A trailer and garage on the property also were converted to processing and drying rooms. There, deputies found about 75 pounds of processed marijuana. The man running the operation was from San Bernardino and rented the property from an owner who believed medical marijuana recommendations made the operation OK.
“Within a week of closing it down, the owner received threats. Several incidents were reported by neighbors where the house was shot up,” Framstad said. “The owner of the property contacted law enforcement because he feared for his and his family’s safety.”
In October 2015, one man was shot to death and two others were injured in what Warnke described as a “drug deal gone bad” in the Beachwood area. Numerous marijuana plants were found in the backyard of the home, and investigators believe the violence was related to the black-market crop.
In 2014, a missing Los Angeles man’s remains were found in a shallow grave outside of Winton near a large-scale marijuana grow where deputies found evidence of a gunfight.
From January to the end of July, sheriff’s deputies shut down 100 illegal marijuana operations that produced more than 35,000 plants and nearly 2,500 pounds of processed or finished marijuana, Framstad said. Most of those operations were outdoor and deputies confiscated more than a dozen weapons during their investigations.
The county’s ordinance allows 12 outdoor marijuana plants and six indoor plants for people with medical marijuana licenses. Allowing six indoor plants per household should produce enough marijuana for those who use it to treat medical conditions, Framstad said.
The harvest season for large-scale marijuana operations is typically in the fall months of September and October.
Starting in spring, the sheriff’s office sends up a plane a couple times a week for patrol, and from the air, large outdoor operations are easy to spot. Often times, the sheriff spots the operations from the air himself.
If they appear to be operations run by criminal organizations, deputies will write search warrants before going to shut down the operations.
The typical marijuana operation will be located at a vacant house rented out for the marijuana growing season. No one lives in the home, and deputies will find a couple of people on-hand to tend to the marijuana plants. Many times deputies will find marijuana being processed in a shed.
The risk for growers is relatively low, Framstad said. One marijuana operation can produce hundreds of thousands of dollars, although most times deputies can only cite the grower for cultivation, a misdemeanor.
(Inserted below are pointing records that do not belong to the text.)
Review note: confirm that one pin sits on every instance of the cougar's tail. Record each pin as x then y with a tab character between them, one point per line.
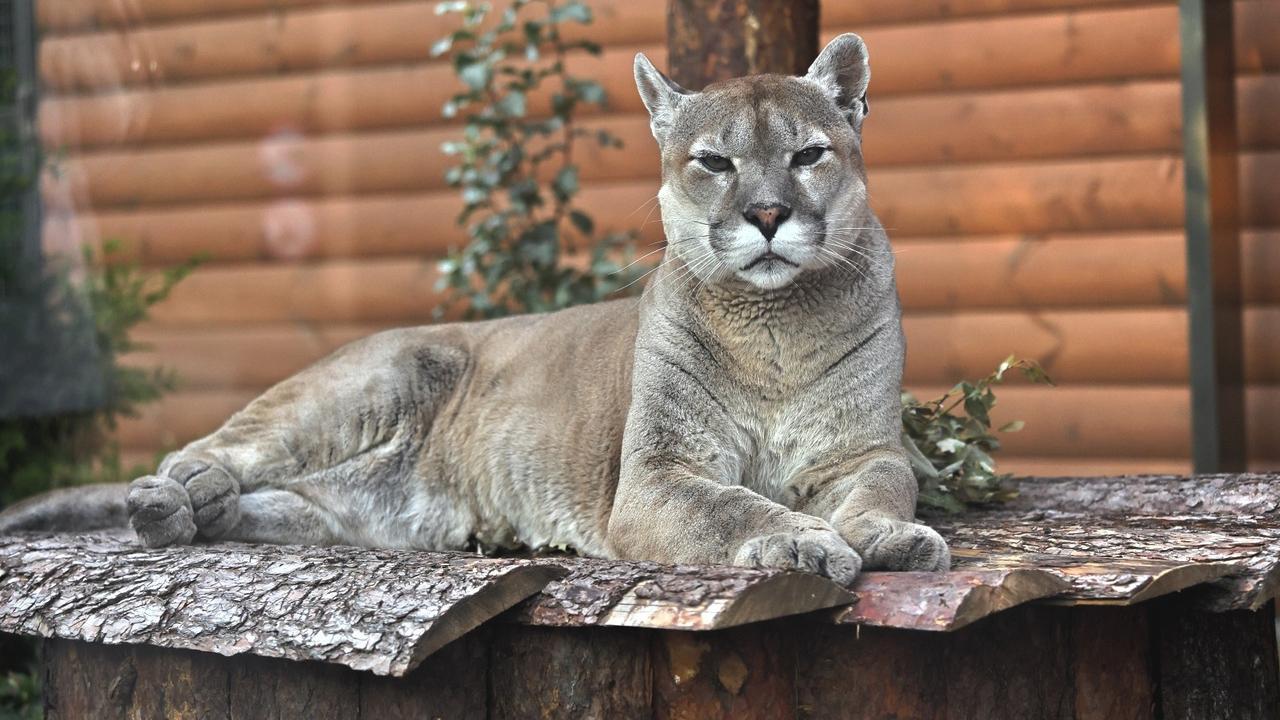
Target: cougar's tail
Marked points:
83	507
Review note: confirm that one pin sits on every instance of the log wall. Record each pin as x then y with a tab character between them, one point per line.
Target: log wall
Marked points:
1023	153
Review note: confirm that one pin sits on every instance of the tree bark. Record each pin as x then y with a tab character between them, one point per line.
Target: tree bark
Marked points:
369	610
716	40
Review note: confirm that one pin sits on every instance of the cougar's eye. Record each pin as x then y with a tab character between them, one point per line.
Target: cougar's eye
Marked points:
807	156
716	163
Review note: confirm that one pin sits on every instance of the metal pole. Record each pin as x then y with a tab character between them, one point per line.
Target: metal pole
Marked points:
1214	292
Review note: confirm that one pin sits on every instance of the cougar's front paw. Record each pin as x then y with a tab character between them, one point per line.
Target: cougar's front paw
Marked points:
822	552
214	496
160	511
895	545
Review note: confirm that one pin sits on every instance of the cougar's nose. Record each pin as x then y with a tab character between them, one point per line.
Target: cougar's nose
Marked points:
767	218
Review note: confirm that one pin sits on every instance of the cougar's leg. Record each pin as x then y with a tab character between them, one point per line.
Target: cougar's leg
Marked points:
283	469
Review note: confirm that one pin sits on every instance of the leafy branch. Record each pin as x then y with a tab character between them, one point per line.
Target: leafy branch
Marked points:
951	452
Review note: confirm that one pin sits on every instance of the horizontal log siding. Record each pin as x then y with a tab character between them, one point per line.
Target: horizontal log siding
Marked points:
1023	153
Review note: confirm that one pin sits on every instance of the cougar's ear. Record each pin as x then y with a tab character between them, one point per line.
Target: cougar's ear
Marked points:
842	71
659	95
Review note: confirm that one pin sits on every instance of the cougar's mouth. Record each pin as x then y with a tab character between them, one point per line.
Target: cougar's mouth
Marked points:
769	258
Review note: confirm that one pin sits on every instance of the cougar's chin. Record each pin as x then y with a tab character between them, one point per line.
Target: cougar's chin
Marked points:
769	272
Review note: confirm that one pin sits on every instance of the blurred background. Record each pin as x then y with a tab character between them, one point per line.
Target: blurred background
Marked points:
1025	156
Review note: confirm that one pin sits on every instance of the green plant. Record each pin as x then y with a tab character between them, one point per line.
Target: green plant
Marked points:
951	452
516	172
40	452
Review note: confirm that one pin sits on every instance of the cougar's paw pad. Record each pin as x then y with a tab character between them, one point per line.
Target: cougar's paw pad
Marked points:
908	546
160	511
214	496
812	551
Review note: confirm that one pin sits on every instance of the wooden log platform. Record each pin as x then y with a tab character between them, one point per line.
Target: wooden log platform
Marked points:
1086	597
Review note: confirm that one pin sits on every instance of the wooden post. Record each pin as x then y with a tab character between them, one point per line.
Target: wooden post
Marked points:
714	40
1212	236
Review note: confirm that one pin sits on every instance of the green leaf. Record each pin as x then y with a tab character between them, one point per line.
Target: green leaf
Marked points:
475	74
512	104
442	46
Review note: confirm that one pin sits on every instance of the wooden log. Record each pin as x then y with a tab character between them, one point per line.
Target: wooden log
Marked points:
1225	495
348	35
1027	272
339	100
1216	665
644	595
743	673
944	601
113	682
289	229
1016	50
570	674
872	673
1127	557
119	682
289	165
1015	665
369	610
1077	347
1080	423
1111	664
713	41
80	16
373	291
455	682
1050	49
1130	194
1078	466
894	12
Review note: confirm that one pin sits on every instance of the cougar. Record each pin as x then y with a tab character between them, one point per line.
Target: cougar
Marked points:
743	410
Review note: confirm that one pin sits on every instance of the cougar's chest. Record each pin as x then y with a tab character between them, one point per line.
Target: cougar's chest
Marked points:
776	441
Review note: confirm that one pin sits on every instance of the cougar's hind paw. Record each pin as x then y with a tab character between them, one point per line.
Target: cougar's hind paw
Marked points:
214	496
160	511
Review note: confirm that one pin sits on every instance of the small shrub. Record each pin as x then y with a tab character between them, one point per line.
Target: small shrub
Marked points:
951	451
517	173
46	451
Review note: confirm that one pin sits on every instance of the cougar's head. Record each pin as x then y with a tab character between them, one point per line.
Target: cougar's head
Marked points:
763	176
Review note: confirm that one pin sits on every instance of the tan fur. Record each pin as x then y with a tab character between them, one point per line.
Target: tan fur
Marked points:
743	410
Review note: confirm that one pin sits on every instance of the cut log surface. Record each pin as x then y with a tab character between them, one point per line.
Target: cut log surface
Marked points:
1124	541
382	611
945	601
644	595
1068	541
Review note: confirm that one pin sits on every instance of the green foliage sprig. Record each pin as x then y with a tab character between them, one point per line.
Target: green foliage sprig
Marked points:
516	172
951	452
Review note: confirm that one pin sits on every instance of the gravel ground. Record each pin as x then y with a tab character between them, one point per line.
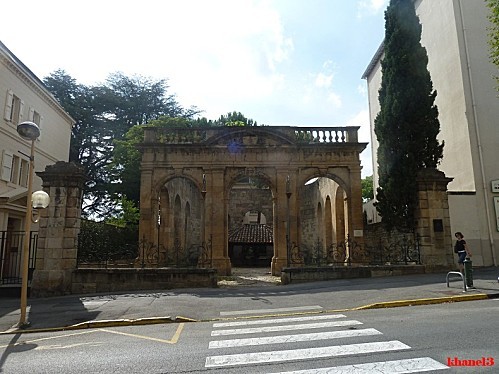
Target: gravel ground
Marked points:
249	277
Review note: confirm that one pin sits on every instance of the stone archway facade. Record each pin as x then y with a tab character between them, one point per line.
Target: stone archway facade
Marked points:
211	160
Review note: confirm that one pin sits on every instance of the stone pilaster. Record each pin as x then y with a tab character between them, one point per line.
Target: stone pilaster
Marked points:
433	222
59	229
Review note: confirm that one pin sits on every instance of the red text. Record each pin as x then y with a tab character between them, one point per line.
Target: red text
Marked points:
484	361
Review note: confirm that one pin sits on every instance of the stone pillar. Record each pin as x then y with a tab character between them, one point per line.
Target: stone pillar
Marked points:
59	229
433	222
355	213
285	214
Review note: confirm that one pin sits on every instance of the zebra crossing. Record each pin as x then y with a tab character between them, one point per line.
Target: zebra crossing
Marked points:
269	332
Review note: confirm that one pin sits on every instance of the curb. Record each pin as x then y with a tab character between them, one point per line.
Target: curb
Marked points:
181	319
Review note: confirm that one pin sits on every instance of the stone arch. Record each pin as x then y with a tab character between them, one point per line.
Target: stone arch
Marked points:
250	241
211	158
340	222
328	222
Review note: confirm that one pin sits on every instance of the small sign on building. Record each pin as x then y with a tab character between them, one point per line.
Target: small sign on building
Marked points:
495	186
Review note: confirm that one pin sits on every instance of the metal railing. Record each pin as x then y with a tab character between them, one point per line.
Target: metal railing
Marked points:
196	255
182	135
11	252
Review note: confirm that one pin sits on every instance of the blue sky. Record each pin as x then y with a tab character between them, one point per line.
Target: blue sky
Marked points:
279	62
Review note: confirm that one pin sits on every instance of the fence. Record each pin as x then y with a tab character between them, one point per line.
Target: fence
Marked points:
102	245
11	250
196	255
403	251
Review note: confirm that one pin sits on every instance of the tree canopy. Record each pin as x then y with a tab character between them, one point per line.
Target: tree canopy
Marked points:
104	113
109	124
407	125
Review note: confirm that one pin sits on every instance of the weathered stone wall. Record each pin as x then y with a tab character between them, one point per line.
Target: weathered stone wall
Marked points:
243	200
300	275
308	211
189	195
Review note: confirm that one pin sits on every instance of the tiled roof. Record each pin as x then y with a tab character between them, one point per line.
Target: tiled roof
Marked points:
251	234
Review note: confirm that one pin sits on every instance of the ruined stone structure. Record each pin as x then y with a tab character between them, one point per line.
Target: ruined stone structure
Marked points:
59	228
187	175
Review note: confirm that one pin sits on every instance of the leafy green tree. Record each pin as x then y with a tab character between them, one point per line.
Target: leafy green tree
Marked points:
494	33
127	158
103	114
91	144
235	119
367	188
407	125
128	215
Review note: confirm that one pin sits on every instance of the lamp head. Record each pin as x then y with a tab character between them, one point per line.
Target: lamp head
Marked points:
28	130
40	199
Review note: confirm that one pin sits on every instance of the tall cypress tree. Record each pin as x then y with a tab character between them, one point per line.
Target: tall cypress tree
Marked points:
407	125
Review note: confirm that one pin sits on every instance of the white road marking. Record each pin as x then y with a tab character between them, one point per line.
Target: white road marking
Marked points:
412	365
303	354
276	310
304	326
292	338
278	320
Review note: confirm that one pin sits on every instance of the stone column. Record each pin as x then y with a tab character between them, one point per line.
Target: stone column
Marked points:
59	229
216	220
433	221
284	214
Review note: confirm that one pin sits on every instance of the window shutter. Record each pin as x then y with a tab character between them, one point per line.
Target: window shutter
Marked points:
8	105
40	126
21	106
6	166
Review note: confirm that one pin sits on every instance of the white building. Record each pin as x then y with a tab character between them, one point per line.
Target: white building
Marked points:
454	33
23	97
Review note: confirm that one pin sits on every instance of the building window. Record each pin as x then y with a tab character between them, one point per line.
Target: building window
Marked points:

“They’re arrested if there’s theft of power or weapons,” Framstad said. “Our biggest concern is the criminal element they attract and damage to residences that are rented, not the growers. People will show up during processing and harvesting and steal the finished product or cash.”
Many times, if deputies show up at a smaller operation, they’ll spend more time educating the grower than chopping down marijuana plants. Just because a doctor writes a recommendation for a certain number of plants doesn’t necessarily make it legal if you don’t follow the county’s nuisance ordinance.
“Our goal is to get out and address the criminal organizations that hide under the medical marijuana umbrella by taking down large, for-profit grow sites,” Framstad said. “At the same time, we enforce cultivation laws at residential grows by providing education and respecting the rights of growers who choose to grow 12 plants per parcel.”